Here $$\Lambda_1$$ is shortest non-zero vector. My initial thought was using Minkowski theorem (choosing $$S =$$ n-Ball of radius $$\sqrt n \frac{\lambda_1}{n}$$) and proof by contradiction (assuming $$\lambda_1 \; > \; (n! \; det(\Lambda))^{\frac{1}{n}}$$ and contracting with minimality of $$\lambda_1$$).

[Minkowski’s convex body theorem] : Let $$\Lambda$$ be a full dimensional lattice. If $$S \subset \mathbb{R}^n$$ is a symmetric convex body of volume $$vol(S) > 2^n det(\Lambda)$$ , then $$S$$ contains a non-zero lattice point.

$$1-$$norm for a vector $$x$$ : $$\sum{}{}{|x_i|}$$.

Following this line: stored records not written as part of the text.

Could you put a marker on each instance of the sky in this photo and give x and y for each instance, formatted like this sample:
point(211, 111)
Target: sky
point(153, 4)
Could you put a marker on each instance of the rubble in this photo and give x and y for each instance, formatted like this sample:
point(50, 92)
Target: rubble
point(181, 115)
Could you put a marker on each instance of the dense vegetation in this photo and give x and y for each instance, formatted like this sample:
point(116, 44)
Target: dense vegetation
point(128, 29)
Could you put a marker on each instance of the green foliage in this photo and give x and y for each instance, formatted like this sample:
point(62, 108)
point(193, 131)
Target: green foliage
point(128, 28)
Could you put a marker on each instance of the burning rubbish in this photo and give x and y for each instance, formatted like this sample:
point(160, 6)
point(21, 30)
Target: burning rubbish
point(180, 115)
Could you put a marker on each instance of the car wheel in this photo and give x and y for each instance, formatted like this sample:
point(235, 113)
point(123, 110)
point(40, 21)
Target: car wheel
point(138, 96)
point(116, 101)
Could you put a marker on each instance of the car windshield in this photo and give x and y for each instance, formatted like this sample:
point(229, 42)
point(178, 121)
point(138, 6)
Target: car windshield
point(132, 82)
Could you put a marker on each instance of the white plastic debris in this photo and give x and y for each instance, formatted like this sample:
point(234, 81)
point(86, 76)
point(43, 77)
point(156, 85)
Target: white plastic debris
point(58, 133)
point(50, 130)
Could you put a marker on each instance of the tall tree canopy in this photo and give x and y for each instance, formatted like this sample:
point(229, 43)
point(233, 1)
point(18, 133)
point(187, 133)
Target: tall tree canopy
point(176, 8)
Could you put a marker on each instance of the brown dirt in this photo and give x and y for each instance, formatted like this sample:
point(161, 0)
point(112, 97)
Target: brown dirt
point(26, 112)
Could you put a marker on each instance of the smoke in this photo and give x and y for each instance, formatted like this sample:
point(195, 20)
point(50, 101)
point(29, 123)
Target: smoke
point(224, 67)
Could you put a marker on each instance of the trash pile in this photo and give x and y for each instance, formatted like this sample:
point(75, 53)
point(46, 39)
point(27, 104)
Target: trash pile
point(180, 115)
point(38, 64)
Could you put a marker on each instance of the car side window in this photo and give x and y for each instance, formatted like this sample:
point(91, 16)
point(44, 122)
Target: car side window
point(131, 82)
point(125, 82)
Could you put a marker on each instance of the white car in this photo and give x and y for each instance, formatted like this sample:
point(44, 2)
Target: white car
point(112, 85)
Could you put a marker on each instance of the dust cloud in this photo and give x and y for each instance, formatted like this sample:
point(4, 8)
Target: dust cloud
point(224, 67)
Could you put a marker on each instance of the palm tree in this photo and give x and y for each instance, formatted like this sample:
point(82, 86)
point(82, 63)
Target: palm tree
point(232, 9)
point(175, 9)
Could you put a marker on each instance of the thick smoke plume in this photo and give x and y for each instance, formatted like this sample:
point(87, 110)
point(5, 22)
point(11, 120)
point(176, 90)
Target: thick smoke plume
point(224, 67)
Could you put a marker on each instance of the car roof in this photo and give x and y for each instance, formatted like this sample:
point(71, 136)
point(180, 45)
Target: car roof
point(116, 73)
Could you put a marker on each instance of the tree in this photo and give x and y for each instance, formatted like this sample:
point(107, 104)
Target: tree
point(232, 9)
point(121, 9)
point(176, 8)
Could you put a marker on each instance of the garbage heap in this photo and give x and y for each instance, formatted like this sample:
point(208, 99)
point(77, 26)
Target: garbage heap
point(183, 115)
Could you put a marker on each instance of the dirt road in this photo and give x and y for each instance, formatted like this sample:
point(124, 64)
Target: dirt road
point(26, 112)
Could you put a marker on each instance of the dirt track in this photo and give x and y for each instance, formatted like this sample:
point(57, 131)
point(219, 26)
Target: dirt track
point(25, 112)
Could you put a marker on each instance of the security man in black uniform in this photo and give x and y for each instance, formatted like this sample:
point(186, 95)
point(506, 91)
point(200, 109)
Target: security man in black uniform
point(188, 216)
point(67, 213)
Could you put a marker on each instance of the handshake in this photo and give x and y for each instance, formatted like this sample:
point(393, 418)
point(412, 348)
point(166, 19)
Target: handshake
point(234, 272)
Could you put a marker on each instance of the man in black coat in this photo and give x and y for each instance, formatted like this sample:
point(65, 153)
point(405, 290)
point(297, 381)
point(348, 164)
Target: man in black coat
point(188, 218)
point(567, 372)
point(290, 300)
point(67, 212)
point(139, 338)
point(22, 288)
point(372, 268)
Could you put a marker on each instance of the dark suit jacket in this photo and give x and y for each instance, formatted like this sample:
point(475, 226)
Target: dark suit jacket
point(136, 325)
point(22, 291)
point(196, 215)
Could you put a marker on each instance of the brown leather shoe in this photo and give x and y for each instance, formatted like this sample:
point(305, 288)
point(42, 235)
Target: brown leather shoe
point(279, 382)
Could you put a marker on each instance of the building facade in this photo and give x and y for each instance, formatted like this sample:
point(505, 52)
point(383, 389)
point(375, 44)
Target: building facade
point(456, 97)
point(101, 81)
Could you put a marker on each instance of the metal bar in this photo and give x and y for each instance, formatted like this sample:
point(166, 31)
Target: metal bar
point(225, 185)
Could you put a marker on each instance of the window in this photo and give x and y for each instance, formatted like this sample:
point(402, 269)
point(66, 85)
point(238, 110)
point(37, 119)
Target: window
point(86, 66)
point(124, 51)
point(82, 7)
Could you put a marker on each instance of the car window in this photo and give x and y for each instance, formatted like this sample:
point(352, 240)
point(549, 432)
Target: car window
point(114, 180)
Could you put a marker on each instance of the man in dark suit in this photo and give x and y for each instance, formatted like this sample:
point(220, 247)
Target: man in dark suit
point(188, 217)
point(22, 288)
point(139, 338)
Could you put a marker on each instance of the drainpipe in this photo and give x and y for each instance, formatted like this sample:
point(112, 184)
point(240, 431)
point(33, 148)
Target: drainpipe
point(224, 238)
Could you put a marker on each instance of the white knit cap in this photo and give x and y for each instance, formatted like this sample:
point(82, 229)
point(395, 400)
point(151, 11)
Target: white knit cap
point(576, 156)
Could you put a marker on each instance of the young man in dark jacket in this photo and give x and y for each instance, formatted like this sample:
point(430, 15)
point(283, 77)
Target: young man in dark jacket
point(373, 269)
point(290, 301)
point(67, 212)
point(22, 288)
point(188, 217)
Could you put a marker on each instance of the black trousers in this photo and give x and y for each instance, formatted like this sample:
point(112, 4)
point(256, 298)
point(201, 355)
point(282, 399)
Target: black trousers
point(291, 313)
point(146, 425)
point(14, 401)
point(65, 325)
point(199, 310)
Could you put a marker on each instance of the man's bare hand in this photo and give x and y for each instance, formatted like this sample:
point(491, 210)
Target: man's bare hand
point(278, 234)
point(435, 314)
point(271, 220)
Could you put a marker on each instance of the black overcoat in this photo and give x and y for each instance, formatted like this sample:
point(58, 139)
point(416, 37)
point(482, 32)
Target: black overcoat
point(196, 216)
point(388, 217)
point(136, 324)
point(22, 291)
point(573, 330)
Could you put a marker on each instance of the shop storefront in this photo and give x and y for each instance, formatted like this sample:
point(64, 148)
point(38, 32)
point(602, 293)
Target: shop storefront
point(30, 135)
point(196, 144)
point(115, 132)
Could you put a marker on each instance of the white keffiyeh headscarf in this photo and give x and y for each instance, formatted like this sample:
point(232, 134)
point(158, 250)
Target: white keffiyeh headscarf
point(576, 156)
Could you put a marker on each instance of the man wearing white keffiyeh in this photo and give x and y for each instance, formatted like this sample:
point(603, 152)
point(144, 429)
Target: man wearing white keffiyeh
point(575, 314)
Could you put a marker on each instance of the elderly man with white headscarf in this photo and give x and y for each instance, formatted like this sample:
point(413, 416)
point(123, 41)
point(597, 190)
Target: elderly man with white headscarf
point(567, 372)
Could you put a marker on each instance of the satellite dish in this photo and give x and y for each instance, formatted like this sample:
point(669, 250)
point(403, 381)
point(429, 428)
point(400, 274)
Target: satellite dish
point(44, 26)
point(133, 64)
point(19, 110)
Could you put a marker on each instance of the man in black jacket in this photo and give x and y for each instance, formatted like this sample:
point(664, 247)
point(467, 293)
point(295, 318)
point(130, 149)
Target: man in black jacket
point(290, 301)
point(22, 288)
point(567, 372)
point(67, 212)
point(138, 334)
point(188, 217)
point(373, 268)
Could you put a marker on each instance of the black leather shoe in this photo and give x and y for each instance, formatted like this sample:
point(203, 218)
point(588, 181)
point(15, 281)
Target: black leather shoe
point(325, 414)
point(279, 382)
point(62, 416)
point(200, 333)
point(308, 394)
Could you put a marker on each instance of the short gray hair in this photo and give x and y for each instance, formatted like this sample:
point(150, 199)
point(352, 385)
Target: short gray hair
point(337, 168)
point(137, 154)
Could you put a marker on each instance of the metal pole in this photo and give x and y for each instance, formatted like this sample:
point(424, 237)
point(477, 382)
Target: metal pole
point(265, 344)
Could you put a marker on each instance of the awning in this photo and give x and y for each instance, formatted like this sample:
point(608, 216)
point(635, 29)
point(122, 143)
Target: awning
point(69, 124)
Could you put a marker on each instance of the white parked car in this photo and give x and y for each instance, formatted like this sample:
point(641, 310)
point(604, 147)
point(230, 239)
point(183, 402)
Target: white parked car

• What is the volume of $\{ x, \|x\|_1 \le r\}$ ? Commented Nov 13, 2020 at 11:21
• anything unclear ? Commented Nov 14, 2020 at 10:19
• @ reuns No, thanks. I will accept your answer as correct one.Thanks
– mike
Commented Nov 14, 2020 at 14:47

$$C_n=Vol(\{ x, \|x\|_1\le 1\})= \int_{-1}^1 Vol(\{ y, \|y\|_1\le 1-x_1\})dx_1$$ $$=\int_{-1}^1 (1-|x_1|)^{n-1}C_{n-1}dx_1=\frac{2}n C_{n-1}=\frac{2^n}{n!}$$ For all $$r<\lambda_1/2$$ then $$\{x, \|x\|_1\le r\}$$ doesn't intersect its $$\Lambda$$-translates. Thus $$\det(\Lambda)\ge Vol(\{ x, \|x\|_1\le r\})=r^n\frac{2^n}{n!}$$ and hence $$\lambda_1^n\le n! \det(\Lambda)$$
I would like to add my answer too, somebody may find it useful. We show that every (full rank, n-dimensional) lattice $$\Lambda$$ always contains a non-zero vector $$x$$ such that $$||x||_1 \leq \; (n! \; det(\Lambda))^{\frac{1}{n}}$$. Let $$\lambda_1 = min\{||x||_1 : x \in \Lambda \setminus \{0\}\}$$ and assume for contradiction $$l > (n! \; det(\Lambda))^{\frac{1}{n}}$$. As @reuns mentioned take $$S = \{ x : ||x||_1 < l \}$$. Notice that $$S$$ is convex, symmetric and has volume $$vol(S) = 2^n \frac{l^n}{n!} > 2^n det(\Lambda)$$. So, by Minkowski's theorem, $$S$$ contains a non-zero lattice vector $$x$$. By definition of $$S$$ ,we have$$||x||_1 < l$$, a contradiction to the minimality of $$l$$.